Fragen unsererseits, ob eine öffentliche Werbung für religiöse Aktivitäten möglich sei, werden mit dem Hinweis darauf beantwortet, dass die kirchlichen Veranstaltungen auch ohne derartige Werbung immer überfüllt seien. Zu Jugendarbeit in den Gemeinden kämen nicht nur Jugendliche und junge Erwachsene aus christlichen Familien, sondern auch beispielsweise Studentinnen und Studenten, deren Interesse am christlichen Glauben im Geschichtsstudium entstanden sei.

Besichtigung eines buddhistischen Tempels in Peking

Die buddhistische  Priester- und Mönchsreligion kennt keine einfachen Gemeindemitglieder. Beim Besuch des Tempels wird aber deutlich, dass hierher nicht nur Touristinnen und Touristen kommen. Viele, auch junge Leute, beten, meditieren, zünden Räucherstäbchen an.

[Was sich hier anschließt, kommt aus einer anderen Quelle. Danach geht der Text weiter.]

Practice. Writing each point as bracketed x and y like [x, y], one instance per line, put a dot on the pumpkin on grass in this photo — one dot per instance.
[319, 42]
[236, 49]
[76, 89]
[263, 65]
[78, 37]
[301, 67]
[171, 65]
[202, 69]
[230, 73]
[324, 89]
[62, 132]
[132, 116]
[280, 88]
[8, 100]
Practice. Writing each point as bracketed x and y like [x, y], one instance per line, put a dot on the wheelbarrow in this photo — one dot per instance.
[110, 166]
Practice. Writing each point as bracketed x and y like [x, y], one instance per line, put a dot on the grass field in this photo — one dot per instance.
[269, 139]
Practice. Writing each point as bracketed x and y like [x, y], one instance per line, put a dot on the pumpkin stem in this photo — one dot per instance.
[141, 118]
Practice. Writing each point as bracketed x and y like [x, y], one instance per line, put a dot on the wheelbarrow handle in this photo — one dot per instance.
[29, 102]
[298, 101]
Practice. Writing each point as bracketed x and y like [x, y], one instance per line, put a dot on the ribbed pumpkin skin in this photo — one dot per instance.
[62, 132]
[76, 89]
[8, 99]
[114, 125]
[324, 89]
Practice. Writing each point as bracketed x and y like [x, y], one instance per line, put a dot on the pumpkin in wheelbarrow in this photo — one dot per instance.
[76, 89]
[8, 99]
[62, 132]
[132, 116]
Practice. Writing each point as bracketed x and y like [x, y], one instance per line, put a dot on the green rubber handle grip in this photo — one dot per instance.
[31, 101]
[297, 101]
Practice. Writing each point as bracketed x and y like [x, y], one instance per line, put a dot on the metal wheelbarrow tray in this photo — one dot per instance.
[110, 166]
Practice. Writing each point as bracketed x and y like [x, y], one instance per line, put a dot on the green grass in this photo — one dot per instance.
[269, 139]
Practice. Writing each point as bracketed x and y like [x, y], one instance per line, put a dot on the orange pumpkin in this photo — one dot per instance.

Beim Abendessen in der Zentrale der „Einheitsfront-Abteilung“ hebt deren Leiter, Vizeminister Weigun Zhu, zwar den positiven Beitrag der Religionsgemeinschaften zur Entwicklung in China hervor, lässt aber keinen Zweifel daran, dass die KP sich mit einem klaren Bekenntnis zum Atheismus von jeder religiösen Überzeugung prinzipiell unterscheidet. 

10. Oktober

Wir nehmen am Sonntagsgottesdienst in der Pekinger Chongwenmen-Kirche teil. Bischof Wolfgang Huber predigt auf Deutsch mit chinesischer Übersetzung. So wird ein historisches Ereignis möglich, da erstmalig auch ca. 20 Mitglieder der deutschsprachigen Gemeinde in Peking an diesem chinesischen Gottesdienst teilnehmen. Obwohl dieser Sonntag kein arbeitsfreier Tag ist, ist der Gottesdienst am Morgen um 8 Uhr überfüllt. Die Chorgewänder und viel angelsächsisches Liedgut im Gesangbuch weisen auf die Einflüsse aus der anglikanischen Tradition und aus den USA hin.



Wir alle bedauern, dass nach dem Gottesdienst nur sehr wenig Zeit bleibt, mit den deutschen und chinesischen Gottesdienstbesuchern zu sprechen. Leider nehmen weder der deutsche Botschafter noch der Gesandte am Gottesdienst teil, obwohl ihnen unser Besuchsprogramm bekannt ist. Ich bin sicher, dass unsere chinesischen Begleiter so etwas aufmerksam registrieren. Daher ärgere mich über mich selbst, hätte ich doch den Botschafter bei unserer  Begegnung persönlich einladen können.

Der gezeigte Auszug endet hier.